Pubblica amministrazione

Obbligatorio il nome del responsabile del procedimento nelle cartelle di pagamento

19/11/2007
Nel rigettare per manifesta infondatezza la questione presentato dal remittente, la Consulta (Corte Costituzionale, Ordinanza 9 novembre 2007, n.377), nel ricordare che "ogni provvedimento amministrativo è il risultato di un procedimento, sia pure il più scarno ed elementare, richiedendo, quanto meno, atti di notificazione e di pubblicità" ha affermato che "l'articolo 7 della legge n. 212 del 2000 si applica ai procedimenti tributari (oltre che dell'amministrazione finanziaria) dei concessionari della riscossione, in quanto soggetti privati cui compete l'esercizio di funzioni pubbliche, e che tali procedimenti comprendono sia quelli che il giudice a quo definisce come «procedimenti di massa» (che culminano, cioè, in provvedimenti di contenuto omogeneo o standardizzato nei confronti di innumerevoli destinatari), sia quelli di natura non discrezionale.

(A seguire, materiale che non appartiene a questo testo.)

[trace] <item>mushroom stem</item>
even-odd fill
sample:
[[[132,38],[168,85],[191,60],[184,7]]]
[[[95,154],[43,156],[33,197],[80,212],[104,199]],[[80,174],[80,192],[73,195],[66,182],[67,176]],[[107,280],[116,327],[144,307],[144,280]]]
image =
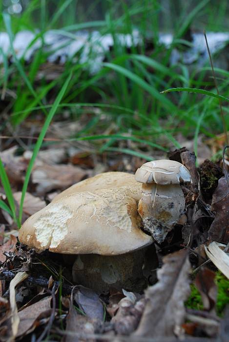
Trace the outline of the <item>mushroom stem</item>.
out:
[[[145,260],[146,252],[147,260]],[[149,267],[149,262],[151,263]],[[79,255],[73,264],[72,276],[76,283],[99,293],[108,291],[110,288],[138,292],[142,291],[147,284],[146,278],[149,275],[145,275],[143,268],[153,270],[157,266],[155,247],[151,245],[117,256]]]
[[[185,197],[179,184],[143,184],[138,211],[145,230],[162,242],[183,214]]]

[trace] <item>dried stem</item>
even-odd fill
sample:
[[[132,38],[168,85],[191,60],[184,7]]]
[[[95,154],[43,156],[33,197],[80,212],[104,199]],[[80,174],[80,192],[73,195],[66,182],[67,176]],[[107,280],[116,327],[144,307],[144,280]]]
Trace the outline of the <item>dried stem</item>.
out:
[[[206,42],[207,48],[208,49],[208,53],[209,58],[210,59],[210,63],[211,64],[211,70],[212,71],[212,74],[213,74],[213,79],[214,79],[214,83],[215,84],[215,88],[216,89],[216,91],[217,92],[217,94],[218,95],[219,95],[219,89],[218,88],[217,83],[216,82],[216,78],[215,77],[215,70],[214,70],[214,67],[213,66],[212,60],[211,59],[211,53],[210,52],[210,49],[209,48],[208,44],[208,40],[207,39],[206,32],[205,32],[205,31],[204,31],[204,35],[205,35],[205,41]],[[220,100],[220,99],[219,99],[219,107],[220,108],[220,114],[221,115],[221,119],[222,119],[222,121],[223,123],[223,126],[224,128],[224,133],[225,134],[226,141],[227,143],[227,145],[229,145],[229,139],[228,139],[228,134],[227,133],[227,128],[226,128],[226,121],[225,121],[225,118],[224,117],[224,113],[223,112],[223,109],[222,108],[222,105],[221,105],[221,100]]]

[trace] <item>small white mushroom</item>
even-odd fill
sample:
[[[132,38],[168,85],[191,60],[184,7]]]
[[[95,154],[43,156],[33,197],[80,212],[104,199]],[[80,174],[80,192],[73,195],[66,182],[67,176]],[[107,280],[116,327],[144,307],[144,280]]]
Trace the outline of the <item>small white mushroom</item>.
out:
[[[160,160],[142,165],[135,179],[143,183],[138,210],[144,229],[161,243],[184,213],[185,197],[180,182],[190,182],[190,173],[178,162]]]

L'indicazione del responsabile del procedimento risponde infatti ad esigenze fondamentali: "l'obbligo imposto ai concessionari di indicare nelle cartelle di pagamento il responsabile del procedimento, lungi dall'essere un inutile adempimento, ha lo scopo di assicurare la trasparenza dell'attività amministrativa, la piena informazione del cittadino (anche ai fini di eventuali azioni nei confronti del responsabile) e la garanzia del diritto di difesa, che sono altrettanti aspetti del buon andamento e dell'imparzialità della pubblica amministrazione predicati dall'art. 97, primo comma, Cost. (si veda, ora, l'art. 1, comma 1, della legge n. 241 del 1990, come modificato dalla legge 11 febbraio 2005, n. 15, recante «Modifiche ed integrazioni alla legge 7 agosto 1990, n. 241, concernenti norme generali sull'azione amministrativa»)".